Every Expression object also has the following methods:

  • to_s: returns the string representation of the expression.

  • parts: returns an all elements of the expression as a sexp-like Array of Strings and child expressions

  • quantified?: return true if the expression was followed by a quantifier.

  • quantity: returns an array of the expression's min and max repetitions.

  • repetitions: returns quantity more uniformly, as a Range (1..1 if there is no quantifier)

  • greedy?: returns true if the expression's quantifier is greedy.

  • reluctant?: returns true if the expression's quantifier is reluctant. (aliased as lazy?)

  • terminal?: returns false if the expression has subexpressions (i.e. is a Subexpression)

  • possessive?: returns true if the expression's quantifier is possessive.

  • multiline?: returns true if the expression has the m option (aliased as m?)

  • case_insensitive?: returns true if the expression has the i option (aliased as ignore_case? and i?)

  • default_classes?: returns true if the expression has the d option (aliased as d?)

  • ascii_classes?: returns true if the expression has the a option (aliased as a?)

  • unicode_classes?: returns true if the expression has the u option (aliased as u?)

  • free_spacing?: returns true if the expression has the x option (aliased as extended? and x?)

  • negative?: returns true for negative sets (e.g. [^a]), char types, assertions, properties (aliased as negated?)

  • type?: tests if the expression is of the given type. Accepts a symbol or an array.

  • is?: tests if the expression is of a given token, and optionally, a type.

  • one_of?: tests if the expression is one of one or more types or tokens.

  • strfregexp: like strftime, but for regexp. (aliased as strfre)

  • match_length: allows to inspect and iterate over String lengths matched by the Expression

  • ==: for (deep) comparison between expressions

Subexpression

The Subexpression class is the base class for expressions that can contain one or more expressions, like groups.

Attributes

In addition to the attributes defined in Expression::Base, Subexpression objects also have the following:

  • expressions: an array, holds the sub-expressions for the expression if it is a group or alternation expression. Empty if the expression doesn't have sub-expressions.

Methods

And they have have the following extra methods (among other Enumerable methods):

  • <<: adds sub-expressions to the expression.
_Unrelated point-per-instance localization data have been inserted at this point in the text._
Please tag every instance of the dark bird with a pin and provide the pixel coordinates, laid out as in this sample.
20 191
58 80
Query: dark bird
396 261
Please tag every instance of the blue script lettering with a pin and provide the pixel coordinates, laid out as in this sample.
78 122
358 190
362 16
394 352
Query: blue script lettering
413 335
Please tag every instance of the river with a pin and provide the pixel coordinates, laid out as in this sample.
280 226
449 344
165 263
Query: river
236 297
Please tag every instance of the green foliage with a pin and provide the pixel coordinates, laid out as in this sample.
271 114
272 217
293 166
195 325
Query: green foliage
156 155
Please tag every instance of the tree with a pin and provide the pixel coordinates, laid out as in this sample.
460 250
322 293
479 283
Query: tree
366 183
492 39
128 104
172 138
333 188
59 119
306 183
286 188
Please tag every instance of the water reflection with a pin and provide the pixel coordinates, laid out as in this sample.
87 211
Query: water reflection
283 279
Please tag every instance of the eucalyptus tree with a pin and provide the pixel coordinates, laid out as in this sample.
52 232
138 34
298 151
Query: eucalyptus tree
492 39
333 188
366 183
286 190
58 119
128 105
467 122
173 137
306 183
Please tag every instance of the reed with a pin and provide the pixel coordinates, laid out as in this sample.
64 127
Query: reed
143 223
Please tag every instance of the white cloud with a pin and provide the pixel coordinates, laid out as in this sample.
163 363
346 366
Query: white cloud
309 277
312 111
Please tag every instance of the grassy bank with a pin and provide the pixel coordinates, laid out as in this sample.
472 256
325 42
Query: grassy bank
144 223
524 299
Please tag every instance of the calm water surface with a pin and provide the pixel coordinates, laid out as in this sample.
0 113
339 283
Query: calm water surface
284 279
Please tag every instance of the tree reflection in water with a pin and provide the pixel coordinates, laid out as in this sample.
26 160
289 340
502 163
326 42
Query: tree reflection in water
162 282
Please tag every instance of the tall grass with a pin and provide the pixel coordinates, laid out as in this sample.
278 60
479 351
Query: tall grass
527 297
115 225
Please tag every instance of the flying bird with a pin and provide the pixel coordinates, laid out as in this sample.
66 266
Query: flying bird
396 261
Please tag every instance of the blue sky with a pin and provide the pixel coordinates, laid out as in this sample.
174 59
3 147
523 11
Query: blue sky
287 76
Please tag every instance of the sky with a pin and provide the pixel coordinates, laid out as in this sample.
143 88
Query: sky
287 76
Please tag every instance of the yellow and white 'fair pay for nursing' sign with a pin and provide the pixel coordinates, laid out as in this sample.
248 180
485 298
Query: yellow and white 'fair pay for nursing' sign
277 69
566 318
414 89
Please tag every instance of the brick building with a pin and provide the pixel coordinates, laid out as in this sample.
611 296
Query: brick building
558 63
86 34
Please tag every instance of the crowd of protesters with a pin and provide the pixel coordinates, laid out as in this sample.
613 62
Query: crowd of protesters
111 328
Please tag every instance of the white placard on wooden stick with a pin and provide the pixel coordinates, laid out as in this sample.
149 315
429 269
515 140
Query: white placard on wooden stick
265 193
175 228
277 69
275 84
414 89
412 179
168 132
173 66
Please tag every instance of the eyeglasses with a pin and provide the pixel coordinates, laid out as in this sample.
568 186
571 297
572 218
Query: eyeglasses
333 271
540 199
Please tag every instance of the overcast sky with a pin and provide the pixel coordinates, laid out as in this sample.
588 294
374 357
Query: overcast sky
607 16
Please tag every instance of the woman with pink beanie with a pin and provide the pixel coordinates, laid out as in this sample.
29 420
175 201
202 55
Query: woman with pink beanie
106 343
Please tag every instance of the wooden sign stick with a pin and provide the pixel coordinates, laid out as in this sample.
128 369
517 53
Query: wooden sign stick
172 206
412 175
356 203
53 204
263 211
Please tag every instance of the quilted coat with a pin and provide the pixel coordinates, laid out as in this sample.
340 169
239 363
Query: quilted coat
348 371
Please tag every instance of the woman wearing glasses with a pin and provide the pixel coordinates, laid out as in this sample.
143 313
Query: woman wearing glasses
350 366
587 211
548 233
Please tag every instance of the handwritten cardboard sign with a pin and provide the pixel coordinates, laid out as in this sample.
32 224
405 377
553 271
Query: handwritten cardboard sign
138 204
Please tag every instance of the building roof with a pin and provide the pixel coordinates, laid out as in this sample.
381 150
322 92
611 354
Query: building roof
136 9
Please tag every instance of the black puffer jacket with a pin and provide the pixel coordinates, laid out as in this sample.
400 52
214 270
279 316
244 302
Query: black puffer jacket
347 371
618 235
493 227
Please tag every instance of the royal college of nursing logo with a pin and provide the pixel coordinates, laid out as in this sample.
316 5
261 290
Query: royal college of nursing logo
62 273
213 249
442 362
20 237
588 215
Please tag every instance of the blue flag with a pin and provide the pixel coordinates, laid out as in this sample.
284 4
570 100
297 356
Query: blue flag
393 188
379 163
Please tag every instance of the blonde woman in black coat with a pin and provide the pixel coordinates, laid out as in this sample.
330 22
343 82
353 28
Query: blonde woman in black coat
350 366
  • []: access sub-expressions by index.

  • dig: access deep sub-expressions.

  • each: iterates over the direct sub-expressions, if any.

  • first, last: return the first/last expressions of the subexpression.

  • length: returns the number of subexpressions in the expression.

  • empty?: return true if the subexpression does not have any subexpressions.

  • each_expression: traverses the expression tree, depth first, as an array.

  • flat_map: based on each_expression, returns an array with the results of calling the given block on each expression.

  • traverse: traverses the expression tree, depth first, with 1-2 calls per child and :enter/:exit/:visit event tokens.

Root Expression

The root expression is the special object returned by the parser. It represents the tree of the whole expression.

Root is a subclass of Subexpression and has all of its attributes and methods.

Sequence Expressions

A special subclass of Subexpression is the Expression::Sequence. It is used to hold the expressions of a branch within an Expression::Alternation expression. For example, the expression 'b[ai]t|h[ai]t|p[ai]t' would result in an Alternation object with 3 sequences, one for each possible alternative, each of which contains 3 expression objects.

The Sequence object is also used to hold the branches of conditional expressions and character set intersections.

Expressions referencing other expressions

Backreferences, Subexpression calls, Conditionals and Conditions have a referenced_expression method that returns the Group expression that is being referenced via name or number.